On Friday, June 12, 2015 at 7:09:07 AM UTC-4, athel...@yahoo wrote:
> On 2015-06-12 05:53:10 +0200, Ross <
benl...@ihug.co.nz> said:
> > On Friday, June 12, 2015 at 3:21:07 PM UTC+12, Peter T. Daniels wrote:
> >> On Thursday, June 11, 2015 at 10:49:57 PM UTC-4, Peter Moylan wrote:
> >>> On 12/06/15 02:36, Athel Cornish-Bowden wrote:
> >>>> ObAUE. How do you all pronounce "fructose"? I pronounce it /frUktoUz/
> >>> The same first vowel for me, but I think my pronunciation is closer to
> >>> [frUkt@Uz].
> >> z for all the sugars? I've never heard a G.P. or an endocrinologist use a z
> >> (and my mother was diabetic from when I was about 7 years old).

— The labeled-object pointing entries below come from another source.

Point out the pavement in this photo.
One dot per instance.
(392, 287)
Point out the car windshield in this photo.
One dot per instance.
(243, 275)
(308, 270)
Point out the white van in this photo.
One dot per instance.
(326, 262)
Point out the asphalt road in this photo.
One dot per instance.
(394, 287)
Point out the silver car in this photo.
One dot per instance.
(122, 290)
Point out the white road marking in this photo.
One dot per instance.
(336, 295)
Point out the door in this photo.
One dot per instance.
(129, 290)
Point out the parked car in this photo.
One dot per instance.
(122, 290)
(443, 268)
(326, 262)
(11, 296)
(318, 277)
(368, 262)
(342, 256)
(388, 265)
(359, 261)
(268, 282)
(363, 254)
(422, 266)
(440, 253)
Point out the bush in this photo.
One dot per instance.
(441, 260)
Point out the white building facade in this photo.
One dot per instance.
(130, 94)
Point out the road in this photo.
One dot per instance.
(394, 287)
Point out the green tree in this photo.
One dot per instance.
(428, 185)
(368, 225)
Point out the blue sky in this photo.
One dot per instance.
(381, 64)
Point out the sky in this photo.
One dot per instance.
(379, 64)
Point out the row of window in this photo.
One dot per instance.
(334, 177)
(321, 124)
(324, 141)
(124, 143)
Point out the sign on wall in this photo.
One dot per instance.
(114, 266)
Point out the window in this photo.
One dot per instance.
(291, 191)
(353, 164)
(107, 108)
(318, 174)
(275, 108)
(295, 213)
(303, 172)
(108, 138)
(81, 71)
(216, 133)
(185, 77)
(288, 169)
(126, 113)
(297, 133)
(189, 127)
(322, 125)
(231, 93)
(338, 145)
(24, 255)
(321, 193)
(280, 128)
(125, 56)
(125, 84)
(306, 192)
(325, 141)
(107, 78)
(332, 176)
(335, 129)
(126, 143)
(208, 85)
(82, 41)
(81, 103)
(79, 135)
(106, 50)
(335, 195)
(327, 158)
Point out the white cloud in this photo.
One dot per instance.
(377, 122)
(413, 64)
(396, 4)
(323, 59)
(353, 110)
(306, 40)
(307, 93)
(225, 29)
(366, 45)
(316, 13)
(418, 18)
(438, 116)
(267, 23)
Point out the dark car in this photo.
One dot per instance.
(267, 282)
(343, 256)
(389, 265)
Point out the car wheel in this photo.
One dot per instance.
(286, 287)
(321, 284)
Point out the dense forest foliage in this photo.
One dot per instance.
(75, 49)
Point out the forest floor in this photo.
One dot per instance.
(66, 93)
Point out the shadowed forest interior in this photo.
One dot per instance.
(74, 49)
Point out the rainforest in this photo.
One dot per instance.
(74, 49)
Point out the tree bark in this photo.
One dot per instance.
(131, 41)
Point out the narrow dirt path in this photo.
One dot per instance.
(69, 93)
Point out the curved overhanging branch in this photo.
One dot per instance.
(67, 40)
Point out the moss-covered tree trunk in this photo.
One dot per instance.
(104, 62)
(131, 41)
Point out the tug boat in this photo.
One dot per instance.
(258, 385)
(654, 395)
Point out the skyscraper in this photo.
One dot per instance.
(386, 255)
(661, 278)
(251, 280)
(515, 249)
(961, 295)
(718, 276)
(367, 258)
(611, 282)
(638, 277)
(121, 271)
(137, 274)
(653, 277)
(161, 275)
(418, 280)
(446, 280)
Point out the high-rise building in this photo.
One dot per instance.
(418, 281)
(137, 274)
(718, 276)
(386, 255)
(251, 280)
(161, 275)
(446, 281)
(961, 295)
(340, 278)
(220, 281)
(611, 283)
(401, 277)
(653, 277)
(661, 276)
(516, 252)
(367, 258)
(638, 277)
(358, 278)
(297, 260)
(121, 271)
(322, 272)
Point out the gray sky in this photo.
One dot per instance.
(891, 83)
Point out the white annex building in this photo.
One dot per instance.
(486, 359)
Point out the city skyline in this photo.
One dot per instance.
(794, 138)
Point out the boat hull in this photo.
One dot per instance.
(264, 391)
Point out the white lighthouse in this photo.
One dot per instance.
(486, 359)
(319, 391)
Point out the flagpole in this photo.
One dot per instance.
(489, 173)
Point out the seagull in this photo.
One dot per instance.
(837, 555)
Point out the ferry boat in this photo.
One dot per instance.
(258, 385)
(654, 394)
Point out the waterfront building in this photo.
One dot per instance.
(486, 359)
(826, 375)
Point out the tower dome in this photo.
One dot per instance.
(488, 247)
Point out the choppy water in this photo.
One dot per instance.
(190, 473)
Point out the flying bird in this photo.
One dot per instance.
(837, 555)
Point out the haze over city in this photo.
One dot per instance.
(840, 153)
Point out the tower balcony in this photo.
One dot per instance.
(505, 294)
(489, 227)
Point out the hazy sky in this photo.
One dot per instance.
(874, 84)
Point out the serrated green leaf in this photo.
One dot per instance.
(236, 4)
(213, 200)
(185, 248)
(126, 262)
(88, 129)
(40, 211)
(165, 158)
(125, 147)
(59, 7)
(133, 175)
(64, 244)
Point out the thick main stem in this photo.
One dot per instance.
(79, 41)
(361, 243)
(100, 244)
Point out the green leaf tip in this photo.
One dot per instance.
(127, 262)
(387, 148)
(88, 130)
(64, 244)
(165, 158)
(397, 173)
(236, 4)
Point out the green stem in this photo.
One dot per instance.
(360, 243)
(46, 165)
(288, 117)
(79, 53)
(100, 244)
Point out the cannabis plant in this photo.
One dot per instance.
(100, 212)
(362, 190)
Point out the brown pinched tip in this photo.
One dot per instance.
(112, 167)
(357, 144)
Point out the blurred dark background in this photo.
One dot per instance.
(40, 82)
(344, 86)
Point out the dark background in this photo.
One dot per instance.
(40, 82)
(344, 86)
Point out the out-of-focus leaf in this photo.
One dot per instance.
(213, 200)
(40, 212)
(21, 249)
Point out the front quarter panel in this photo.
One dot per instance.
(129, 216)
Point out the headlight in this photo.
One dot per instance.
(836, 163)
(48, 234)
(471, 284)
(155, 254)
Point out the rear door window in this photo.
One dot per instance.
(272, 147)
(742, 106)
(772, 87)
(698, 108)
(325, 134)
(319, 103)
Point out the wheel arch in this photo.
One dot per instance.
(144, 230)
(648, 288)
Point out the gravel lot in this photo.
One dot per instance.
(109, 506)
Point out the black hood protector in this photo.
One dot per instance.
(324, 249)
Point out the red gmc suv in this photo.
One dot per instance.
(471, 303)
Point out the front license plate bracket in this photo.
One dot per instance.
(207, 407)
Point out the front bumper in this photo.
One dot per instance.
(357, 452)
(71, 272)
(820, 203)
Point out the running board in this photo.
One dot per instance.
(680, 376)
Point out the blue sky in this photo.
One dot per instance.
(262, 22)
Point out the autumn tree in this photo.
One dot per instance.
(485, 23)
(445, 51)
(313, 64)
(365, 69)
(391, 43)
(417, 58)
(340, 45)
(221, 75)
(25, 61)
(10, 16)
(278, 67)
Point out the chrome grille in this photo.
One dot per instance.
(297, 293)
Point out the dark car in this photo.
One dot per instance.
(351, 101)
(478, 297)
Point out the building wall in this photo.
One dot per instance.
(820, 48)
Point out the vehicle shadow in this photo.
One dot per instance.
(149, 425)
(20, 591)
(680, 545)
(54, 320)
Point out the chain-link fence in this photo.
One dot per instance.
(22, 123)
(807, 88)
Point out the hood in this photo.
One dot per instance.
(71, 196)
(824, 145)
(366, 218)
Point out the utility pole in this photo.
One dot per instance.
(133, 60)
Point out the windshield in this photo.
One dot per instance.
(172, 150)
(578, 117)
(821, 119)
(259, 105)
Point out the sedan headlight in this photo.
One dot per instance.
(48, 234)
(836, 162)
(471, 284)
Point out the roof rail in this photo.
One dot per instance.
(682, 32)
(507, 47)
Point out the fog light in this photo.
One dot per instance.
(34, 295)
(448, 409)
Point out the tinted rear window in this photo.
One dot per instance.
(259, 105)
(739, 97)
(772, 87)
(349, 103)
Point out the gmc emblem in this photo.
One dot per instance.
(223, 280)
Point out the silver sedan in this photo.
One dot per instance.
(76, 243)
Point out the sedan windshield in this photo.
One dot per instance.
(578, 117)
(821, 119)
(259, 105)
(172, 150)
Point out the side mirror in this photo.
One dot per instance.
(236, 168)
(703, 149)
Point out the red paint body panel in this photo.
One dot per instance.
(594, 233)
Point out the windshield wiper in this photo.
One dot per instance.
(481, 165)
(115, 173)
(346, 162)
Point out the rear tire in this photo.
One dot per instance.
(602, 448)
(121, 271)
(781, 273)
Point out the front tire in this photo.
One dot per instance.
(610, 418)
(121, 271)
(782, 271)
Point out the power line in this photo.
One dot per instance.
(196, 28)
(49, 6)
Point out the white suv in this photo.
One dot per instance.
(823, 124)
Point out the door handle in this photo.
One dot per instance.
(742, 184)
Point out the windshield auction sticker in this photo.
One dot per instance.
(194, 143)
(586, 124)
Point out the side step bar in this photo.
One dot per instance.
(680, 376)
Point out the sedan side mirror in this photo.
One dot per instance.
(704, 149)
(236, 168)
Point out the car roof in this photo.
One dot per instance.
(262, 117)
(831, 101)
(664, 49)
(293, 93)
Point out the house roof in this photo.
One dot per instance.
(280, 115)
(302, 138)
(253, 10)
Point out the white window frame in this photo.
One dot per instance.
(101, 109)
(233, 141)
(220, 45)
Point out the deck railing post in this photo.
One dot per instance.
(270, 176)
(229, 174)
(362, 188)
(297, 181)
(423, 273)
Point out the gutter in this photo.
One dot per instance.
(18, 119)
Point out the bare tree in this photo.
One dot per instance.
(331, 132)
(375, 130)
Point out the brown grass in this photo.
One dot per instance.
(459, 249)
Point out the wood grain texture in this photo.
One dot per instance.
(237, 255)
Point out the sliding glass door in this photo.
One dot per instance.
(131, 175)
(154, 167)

> > I've always pronounced these with /s/, and K&K seem to agree for the
> > ones I checked. In OED, the older un-revised entries all have /s/, but
> > the recently revised (including the general entry for -ose) allow
> > both /s/ and /z/ in UK and US. Earliest appearance of /z/ may be in
> > hexose (1933), but I only checked the sample they list in the suffix entry.
>
> The SOED has /z/ followed by /s/ for glucose and /z/ followed by /s/
> for fructose, which seems a bit arbitrary.
Strikes me as perfectly consistent and not in the least arbitrary.
> I get my ideas of how they
> are said from how they are pronounced by other chemists and biochemists
> rather than from dim memories of what my mother's doctor might have
> said half a century ago,
Hey. Asshole. I saw my endocrinologist on Monday, and she, like everyone
else in the field around here, uses [s].
Are you really so stupid as not to have understood that I was saying I've
been hearing it that way since 1959, including in high school biology and
chemistry classes, and in diabetes instruction and advertising ever since?
> and my impression is that both /z/ and /s/ are
> in general use and neither is considered wrong by people who use the
> other.
>
> I was more interested, however, in how people pronounce the first
> vowel. Only Peter Moylan seems to have answered this, and, to my
> surprise, he pronunces it as I do. My impression is that /V/ is more
> common, and more consistent with the way most people (including me)
> pronounce "fructify".
Never heard that one, either. [u(w)} is usual, [U] would be fairly unremarkable.